Um deine gesetzliche Krankenversicherung kündigen zu können, musst du mindestens deine Abmeldebescheinigung vorlegen und nachweisen, dass du ins Ausland gezogen bist. Manche Versicherungen verlangen auch die Vorlage einer Versicherungspolice im neuen Wohnsitzland oder ein Flugticket. Kündige auf jeden Fall rechtzeitig, denn auch bei der Auswanderung gilt eine Kündigungsfrist von meist zwei Monaten.
Für den steuerlichen gewöhnlichen Aufenthalt spielt deine Krankenkasse keine Rolle.
3.7. Muss ich für die Beendigung des gewöhnlichen Aufenthalts mein Auto verkaufen?
Nein, du musst dein Auto nicht unbedingt verkaufen. Wenn du dich aber nicht mehr in Deutschland aufhältst, musst du dich um eine Ummeldung kümmern.
Nimmst du dein Auto mit ins Ausland nimmt, musst du es in Deutschland abmelden und anschließend im neuen Wohnsitzland anmelden. Jedes Land macht dabei etwas andere Vorgaben zum genauen Verfahren.

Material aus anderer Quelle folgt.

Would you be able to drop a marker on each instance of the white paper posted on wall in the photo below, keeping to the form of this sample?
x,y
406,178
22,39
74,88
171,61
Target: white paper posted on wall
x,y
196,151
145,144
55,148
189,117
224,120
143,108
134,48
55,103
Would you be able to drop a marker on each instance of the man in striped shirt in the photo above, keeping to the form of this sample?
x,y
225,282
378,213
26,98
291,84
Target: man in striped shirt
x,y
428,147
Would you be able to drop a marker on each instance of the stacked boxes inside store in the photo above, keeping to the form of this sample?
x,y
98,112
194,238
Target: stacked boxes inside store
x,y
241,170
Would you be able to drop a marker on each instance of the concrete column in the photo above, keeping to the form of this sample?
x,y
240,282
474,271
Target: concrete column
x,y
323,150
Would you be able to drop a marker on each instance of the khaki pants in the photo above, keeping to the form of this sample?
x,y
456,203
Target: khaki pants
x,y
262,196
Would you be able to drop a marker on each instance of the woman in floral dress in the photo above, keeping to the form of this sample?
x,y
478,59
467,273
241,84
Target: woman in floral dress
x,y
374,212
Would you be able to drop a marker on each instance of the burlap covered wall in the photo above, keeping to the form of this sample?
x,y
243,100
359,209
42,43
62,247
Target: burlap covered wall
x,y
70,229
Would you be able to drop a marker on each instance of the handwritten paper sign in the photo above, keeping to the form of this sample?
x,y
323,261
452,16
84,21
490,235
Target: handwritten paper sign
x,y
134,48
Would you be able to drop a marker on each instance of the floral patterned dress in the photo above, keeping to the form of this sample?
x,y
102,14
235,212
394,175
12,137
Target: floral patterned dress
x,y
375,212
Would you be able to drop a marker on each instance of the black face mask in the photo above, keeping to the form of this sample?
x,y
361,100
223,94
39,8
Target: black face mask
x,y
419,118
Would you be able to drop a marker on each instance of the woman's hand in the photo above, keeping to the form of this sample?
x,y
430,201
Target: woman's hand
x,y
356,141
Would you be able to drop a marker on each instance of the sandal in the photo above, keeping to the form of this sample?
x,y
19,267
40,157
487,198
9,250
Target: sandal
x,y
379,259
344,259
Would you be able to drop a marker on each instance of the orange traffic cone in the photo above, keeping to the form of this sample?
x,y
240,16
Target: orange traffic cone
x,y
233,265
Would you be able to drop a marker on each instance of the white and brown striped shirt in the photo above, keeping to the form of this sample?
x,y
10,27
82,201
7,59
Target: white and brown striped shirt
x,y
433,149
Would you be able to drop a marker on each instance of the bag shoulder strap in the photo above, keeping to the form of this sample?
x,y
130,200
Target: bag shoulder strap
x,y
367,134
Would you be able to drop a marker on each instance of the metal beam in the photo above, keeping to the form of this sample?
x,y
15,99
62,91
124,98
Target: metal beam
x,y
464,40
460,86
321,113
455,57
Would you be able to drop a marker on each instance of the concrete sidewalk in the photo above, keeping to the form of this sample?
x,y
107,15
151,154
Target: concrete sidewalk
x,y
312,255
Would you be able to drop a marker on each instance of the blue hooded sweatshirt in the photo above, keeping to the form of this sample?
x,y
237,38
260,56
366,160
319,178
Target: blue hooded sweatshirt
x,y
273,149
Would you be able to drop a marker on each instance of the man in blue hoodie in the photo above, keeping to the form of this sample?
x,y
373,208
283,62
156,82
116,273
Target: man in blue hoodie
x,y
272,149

Auch die Frist für die Ummeldung kann sehr unterschiedlich sein. Daher solltest du dich frühzeitig informieren.
Meine Empfehlung: Melde dein Auto auf eine Vertrauensperson um, wenn du es in Deutschland zurücklassen willst!
3.8. Besteht noch Schulpflicht, wenn wir keinen gewöhnlichen Aufenthalt mehr in Deutschland haben?
Ein ähnlich kompliziertes Thema ist die Schulpflicht in Deutschland und wie man sie vermeidet.
Alle Kinder, die in Deutschland ihren Wohnsitz oder gewöhnlichen Aufenthalt haben, unterliegen der Schulpflicht. Die Dauer der Schulpflicht und das Eintrittsdatum sind in den Schulgesetzen der jeweiligen Bundesländer geregelt. Hier gibt es also keine einheitlichen Vorgaben auf Bundesebene.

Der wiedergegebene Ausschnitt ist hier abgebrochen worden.